A inclusão da palavra pardo na campanha, aliás, passa longe de ser aleatória. Pelo contrário, o termo vem sendo combatido como parte de uma estratégia histórica de apagamento da permanência indígena no Brasil.
A palavra foi usada a primeira vez por aqui pelo célebre escrivão de Cabral, Pero Vaz de Caminha, justamente para descrever os povos nativos, que ainda não tinham recebido nenhuma denominação. Séculos depois, no primeiro Censo feito em terras brasileiras, em 1872, a categoria indígena também não existia. Em vez disso, os povos originários foram encaixados nas categorias pardo e caboclo, termo que designa o mestiço de branco com indígena.
A omissão não foi um descuido. Historicamente, ela integrou uma estratégia que visava o desaparecimento dos indígenas da população brasileira, aponta o historiador e autor do livro “Pardos” (Appris, 2021), Denis Moura dos Santos. Mesmo depois que a opção caboclo sumiu do Censo, os povos indígenas seguiram sem categoria própria, sendo quase sempre listados como pardos.
“A ideia era a população indígena diminuir a ponto de sumir”, explica o estudioso do tema. “Em Alagoas, terra da minha mãe, por muito tempo se falou que não havia mais indígenas. A miscigenação era até estimulada para diminuir essa população.”
Embora os povos originários do Brasil sigam de pé na luta por seus territórios e identidades, sua existência levou outro século para ser reconhecida pelo Censo. Foi na edição de 1991 da pesquisa, em parte pressionada pelos direitos conquistados na Constituição de 1988, que a categoria indígena foi incluída pela primeira vez na pesquisa.
Hoje, o IBGE considera a categoria pardo como a miscigenação entre duas raças, levando em conta pretos, brancos e indígenas. No entanto, no Censo, essa definição parte de uma declaração pessoal. Ou seja, cada um identifica por si o grupo ao qual pertence.
A representação orienta a criação de políticas públicas voltadas para a população indígena, essenciais para suas vivências e sobrevivências
A representação é importante não só por conta da visibilidade, mas também pelo peso que carrega. É ela que orienta a criação de políticas públicas voltadas para a população indígena, essenciais para suas vivências e sobrevivências num ambiente contemporâneo hostil tanto por entes políticos quanto pelo agronegócio que ameaça seus territórios. “O grande número é a visibilização, mas o importante mesmo é chegar até eles a política, a escola, as vacinas”, resume a coordenadora do Grupo de Trabalho de Povos e Comunidades Tradicionais do IBGE, Marta de Oliveira Antunes.

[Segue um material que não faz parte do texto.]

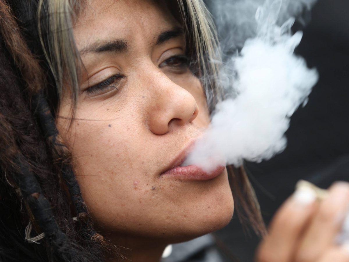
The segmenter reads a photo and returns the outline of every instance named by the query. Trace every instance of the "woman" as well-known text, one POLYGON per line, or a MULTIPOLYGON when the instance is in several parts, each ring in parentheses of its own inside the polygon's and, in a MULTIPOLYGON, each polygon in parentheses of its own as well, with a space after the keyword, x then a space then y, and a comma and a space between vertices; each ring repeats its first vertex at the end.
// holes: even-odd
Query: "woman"
MULTIPOLYGON (((1 5, 3 260, 158 261, 168 244, 229 222, 227 169, 179 166, 209 124, 207 101, 222 96, 201 1, 1 5)), ((248 180, 235 171, 236 205, 262 233, 248 180)), ((348 185, 334 186, 318 208, 311 194, 296 195, 259 261, 347 261, 331 241, 348 185), (338 210, 324 219, 329 206, 338 210), (325 229, 319 240, 313 232, 325 229)))

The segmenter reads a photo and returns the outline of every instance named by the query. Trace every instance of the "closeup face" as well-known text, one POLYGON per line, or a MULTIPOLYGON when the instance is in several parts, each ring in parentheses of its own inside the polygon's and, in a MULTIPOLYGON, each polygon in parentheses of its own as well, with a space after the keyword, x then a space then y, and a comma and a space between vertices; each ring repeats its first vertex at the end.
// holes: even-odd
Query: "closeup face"
POLYGON ((209 118, 181 24, 157 2, 84 7, 73 28, 84 66, 78 101, 70 125, 64 92, 57 124, 99 229, 163 243, 221 228, 233 203, 225 168, 176 167, 209 118))

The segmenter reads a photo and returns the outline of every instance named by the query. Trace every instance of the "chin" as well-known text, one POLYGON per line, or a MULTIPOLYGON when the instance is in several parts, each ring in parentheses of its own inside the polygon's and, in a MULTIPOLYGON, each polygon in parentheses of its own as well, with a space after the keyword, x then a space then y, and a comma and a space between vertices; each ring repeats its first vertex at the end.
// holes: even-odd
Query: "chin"
MULTIPOLYGON (((234 202, 231 191, 219 198, 216 204, 205 206, 205 209, 197 209, 195 214, 187 216, 179 224, 173 234, 172 243, 187 241, 221 229, 231 220, 234 212, 234 202), (209 208, 208 208, 208 207, 209 208)), ((217 200, 218 200, 217 199, 217 200)))

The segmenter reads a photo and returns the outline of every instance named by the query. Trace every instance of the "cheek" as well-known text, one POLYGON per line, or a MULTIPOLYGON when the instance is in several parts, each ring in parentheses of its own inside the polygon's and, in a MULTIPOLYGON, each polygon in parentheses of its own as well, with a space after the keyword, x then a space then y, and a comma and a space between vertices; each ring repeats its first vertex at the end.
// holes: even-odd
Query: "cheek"
POLYGON ((200 128, 207 127, 210 120, 207 100, 203 88, 200 80, 191 73, 179 77, 170 76, 170 78, 176 84, 188 91, 194 97, 199 108, 199 114, 194 123, 200 128))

E esse apagamento segue acontecendo de diferentes formas, como aponta o Cacique Ramon Tupinambá, liderança do território indígena de Olivença, de Ilhéus, no sul da Bahia. Para ele, a tese do “indígena puro” idealizado, uma suposta identidade originária que não sofreu miscigenação e passou por poucas mudanças desde seus ancestrais, vem inclusive auxiliando na negação da identidade indígena. “É uma questão que hoje vem sendo discutida dentro do [Projeto de Lei do] Marco Temporal e que nega todo um processo de violências cometidas contra os indígenas lá atrás.”
Um novo velho Censo
A campanha de conscientização sobre a importância da autoidentificação ajuda a explicar o salto na porcentagem do último Censo, mas não é o único fator envolvido. O próprio IBGE encabeçou mudanças importantes na sua metodologia de pesquisa, que também impulsionaram o fenômeno.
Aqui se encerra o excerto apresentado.